South Korea is one of the least progressive Asian nations when it comes to the rights of the LGBTQ+ community who often face social prejudice and outright hostility from the religious right. A counter protestor at a Pride rally in Byun Gyu-ri’s documentary Coming to You (너에게 가는 길, Neoege Ganeun Gil) loudly screams in the face of allies, claiming to love his nation which is why he’s bringing his kids up to be model Korean citizens while insisting, incorrectly, that homosexuality is “illegal” and the Pride goers all need to leave the country as soon as possible. 

The man is perhaps an extreme case, but it’s just this kind of aggressive hostility that led two mothers to fear for their children even as they struggled internally to accept their their coming out. Firefighter Nabi had no idea what to think when her only child Hangyeol told her that they hated their body so much it had led to them experiencing suicidal thoughts. Nabi simply thought it was a phase or else that it was born of the discrimination women face in society and told Hangyeol so directly which only added to their mounting depression and sense of impossibility. Air hostess Vivian meanwhile was stunned when her son Yejoon handed her a letter that began “I am a homosexual”. Though she was accustomed to meeting all kinds of people in her work, she couldn’t quite take in what her son had told her and was then fearful that his life would be difficult or lonely going so far as to apologise for having given birth to him. 

Both women have since become staunch defenders of their children’s right to happiness through their involvement with PFLAG, an organisation for parents of LGBTQ+ children yet they are still frustrated by their conservative nation and its slow progress towards equality. Hangyeol’s chief problem is that they are unable to find steady employment because of the mismatch between their identity documents and gender presentation. On trying to get their gender changed from female, which they were assigned at birth, to male, they face several hurdles including an arcane regulation that insists that even as adults those wishing to legally change their gender must have the permission of both parents (the law was abandoned only in 2019). This is obviously difficult for many transgender people who may have become estranged from their families or otherwise not wish to contact them, leaving aside the absurdity of needing to ask for permission for anything at all when over the age of majority. Meanwhile, Hangyeol also struggles because of the narrow criteria which insist that an applicant should have the matching genitalia for the gender they have requested be recognised on the form which is something they are not currently interested in pursuing. Another judge at the district level is however much more sympathetic and does not make the same demand, simply telling Hangyeol that along with their mother’s testimony all the evidence submitted makes it “obvious” that they are male, telling them to go out and live with pride while apologising for their “intolerant” nation.

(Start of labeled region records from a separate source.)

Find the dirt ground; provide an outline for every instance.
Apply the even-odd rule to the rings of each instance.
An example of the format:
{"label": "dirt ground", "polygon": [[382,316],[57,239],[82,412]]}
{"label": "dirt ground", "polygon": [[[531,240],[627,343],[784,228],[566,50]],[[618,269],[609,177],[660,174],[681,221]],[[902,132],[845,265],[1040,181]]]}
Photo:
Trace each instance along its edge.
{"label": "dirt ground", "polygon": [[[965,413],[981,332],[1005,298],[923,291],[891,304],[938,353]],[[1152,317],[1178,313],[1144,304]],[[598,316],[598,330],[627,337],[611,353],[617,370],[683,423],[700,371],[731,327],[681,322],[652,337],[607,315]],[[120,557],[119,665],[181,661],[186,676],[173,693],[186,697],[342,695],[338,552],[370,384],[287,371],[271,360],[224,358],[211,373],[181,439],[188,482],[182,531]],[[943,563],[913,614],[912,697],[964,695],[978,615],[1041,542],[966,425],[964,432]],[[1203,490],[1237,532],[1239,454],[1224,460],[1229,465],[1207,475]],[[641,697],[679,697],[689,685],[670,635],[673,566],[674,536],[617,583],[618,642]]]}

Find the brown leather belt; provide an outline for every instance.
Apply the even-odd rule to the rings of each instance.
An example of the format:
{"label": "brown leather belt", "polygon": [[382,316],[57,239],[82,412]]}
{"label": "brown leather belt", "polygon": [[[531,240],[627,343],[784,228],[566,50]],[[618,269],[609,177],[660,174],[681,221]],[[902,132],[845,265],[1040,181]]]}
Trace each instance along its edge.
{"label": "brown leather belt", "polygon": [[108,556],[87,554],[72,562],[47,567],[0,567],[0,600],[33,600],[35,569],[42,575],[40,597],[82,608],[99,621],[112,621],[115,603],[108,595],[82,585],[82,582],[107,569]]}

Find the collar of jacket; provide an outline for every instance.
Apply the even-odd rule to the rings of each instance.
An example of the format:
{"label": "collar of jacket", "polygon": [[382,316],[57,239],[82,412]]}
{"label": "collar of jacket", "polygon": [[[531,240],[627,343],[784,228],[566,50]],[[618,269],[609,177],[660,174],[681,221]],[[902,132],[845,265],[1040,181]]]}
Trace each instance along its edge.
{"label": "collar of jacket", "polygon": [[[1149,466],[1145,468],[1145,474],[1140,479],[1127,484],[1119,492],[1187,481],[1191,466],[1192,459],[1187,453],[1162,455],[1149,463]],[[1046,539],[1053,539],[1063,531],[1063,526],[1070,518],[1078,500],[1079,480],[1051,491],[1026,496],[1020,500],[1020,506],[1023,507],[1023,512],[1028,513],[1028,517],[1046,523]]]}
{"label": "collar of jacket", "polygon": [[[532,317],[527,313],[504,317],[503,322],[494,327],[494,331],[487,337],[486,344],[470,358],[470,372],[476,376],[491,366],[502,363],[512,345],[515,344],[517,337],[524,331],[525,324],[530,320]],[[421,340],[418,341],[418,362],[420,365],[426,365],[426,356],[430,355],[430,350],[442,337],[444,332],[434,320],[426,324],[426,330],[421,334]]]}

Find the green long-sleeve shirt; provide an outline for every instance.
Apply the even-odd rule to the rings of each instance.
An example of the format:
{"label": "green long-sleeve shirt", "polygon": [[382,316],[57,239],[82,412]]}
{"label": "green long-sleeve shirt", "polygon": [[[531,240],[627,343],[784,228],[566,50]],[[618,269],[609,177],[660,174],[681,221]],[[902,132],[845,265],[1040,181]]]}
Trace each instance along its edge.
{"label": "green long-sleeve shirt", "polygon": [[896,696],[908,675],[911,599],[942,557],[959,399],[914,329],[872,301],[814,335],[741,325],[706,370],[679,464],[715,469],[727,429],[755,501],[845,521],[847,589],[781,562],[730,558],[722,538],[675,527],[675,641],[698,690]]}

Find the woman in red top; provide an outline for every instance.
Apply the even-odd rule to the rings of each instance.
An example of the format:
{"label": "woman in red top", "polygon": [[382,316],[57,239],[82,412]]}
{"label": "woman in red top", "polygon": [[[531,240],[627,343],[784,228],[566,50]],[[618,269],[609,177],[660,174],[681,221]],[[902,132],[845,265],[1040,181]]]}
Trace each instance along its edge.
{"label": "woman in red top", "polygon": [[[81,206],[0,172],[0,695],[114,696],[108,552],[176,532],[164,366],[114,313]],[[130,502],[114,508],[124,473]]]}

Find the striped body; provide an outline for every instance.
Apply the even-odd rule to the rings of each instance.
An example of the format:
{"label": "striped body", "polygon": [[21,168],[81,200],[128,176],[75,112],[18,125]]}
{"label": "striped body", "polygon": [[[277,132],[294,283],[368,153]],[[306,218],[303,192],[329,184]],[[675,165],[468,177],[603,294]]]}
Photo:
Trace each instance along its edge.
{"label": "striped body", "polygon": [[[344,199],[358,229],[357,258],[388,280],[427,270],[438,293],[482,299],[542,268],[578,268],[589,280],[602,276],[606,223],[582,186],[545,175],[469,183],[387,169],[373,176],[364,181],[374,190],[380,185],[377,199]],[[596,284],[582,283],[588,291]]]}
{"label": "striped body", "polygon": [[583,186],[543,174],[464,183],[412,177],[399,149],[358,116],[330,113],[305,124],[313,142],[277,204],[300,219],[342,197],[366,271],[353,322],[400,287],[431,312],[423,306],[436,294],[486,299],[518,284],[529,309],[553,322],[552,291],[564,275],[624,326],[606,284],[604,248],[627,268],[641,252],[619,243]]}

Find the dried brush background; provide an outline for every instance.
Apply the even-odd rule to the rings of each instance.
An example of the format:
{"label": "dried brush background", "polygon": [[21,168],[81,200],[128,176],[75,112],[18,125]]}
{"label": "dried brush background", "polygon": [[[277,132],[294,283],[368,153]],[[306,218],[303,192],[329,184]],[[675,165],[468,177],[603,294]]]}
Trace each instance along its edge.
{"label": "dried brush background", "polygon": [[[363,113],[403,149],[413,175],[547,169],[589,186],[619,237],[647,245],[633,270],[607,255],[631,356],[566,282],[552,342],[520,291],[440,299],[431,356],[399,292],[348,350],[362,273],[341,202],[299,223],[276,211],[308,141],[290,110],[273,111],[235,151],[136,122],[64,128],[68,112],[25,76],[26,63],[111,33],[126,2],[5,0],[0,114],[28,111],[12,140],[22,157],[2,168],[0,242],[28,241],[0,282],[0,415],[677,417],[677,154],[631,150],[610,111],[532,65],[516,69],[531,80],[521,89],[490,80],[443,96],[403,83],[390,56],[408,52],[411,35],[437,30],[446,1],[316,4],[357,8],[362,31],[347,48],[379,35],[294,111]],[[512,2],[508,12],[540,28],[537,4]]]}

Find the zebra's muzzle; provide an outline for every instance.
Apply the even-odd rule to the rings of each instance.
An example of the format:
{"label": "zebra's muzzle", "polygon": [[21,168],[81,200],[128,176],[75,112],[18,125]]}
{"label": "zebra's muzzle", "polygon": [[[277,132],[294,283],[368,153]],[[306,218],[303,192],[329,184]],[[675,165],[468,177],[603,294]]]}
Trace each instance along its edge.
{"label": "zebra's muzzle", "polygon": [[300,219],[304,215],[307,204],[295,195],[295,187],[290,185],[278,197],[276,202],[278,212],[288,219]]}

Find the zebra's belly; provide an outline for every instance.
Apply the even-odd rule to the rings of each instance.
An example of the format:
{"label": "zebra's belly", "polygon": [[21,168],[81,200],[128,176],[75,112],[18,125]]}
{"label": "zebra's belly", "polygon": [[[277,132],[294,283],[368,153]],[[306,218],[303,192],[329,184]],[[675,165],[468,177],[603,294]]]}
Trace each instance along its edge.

Vivian’s son Yejoon meanwhile decided to escape the hostile environment in Korea to study abroad in Canada where he hoped he could live openly as a gay man but has discovered that though this is largely true he still feels somewhat out of place as a Korean living in a foreign culture. Vivian admits that she hoped he would stay in Canada though it meant him being apart from her because his life would be much easier there, though Yejoon eventually makes the decision to move home after falling in love with the friend of a friend he met on his last trip back. One of Vivian’s chief worries had been that Yejoon would be lonely. While thankful that he has found someone with whom he can share his life, she realises that being married isn’t the be all and end all yet continues to campaign for the legalisation of same sex marriage so her son can have the same legal rights as anyone else. Yejoon’s boyfriend Seongjun only recently came out to his mother who is obviously on a bit of a learning curve but quickly comes to accept the boys’ relationship and even attends a PFLAG meeting that gives her even more confidence in her decision. 

Still, it’s clear that there is still a lot of prejudice to be overcome. Nabi is at one point hit in the face by an angry protestor at Pride while the police do nothing, and is intensely worried about her child’s wellbeing especially after seeing a report on the news about radical feminists hounding a transgender student out of an all female university. Yejoon and Seongjung have decided that they don’t necessarily want to be flag wavers but are determined to live happily with the support of both their families in spite of whatever social prejudice they may face. As for Vivian and Nabi, they are committed to fighting for their children’s rights, but also breaking with tradition in abandoning the hierarchal nature of the traditional family to stand shoulder to shoulder with them as they do their best to push for social change in an all too conservative nation. 


Coming to You screened as part of this year’s London Korean Film Festival.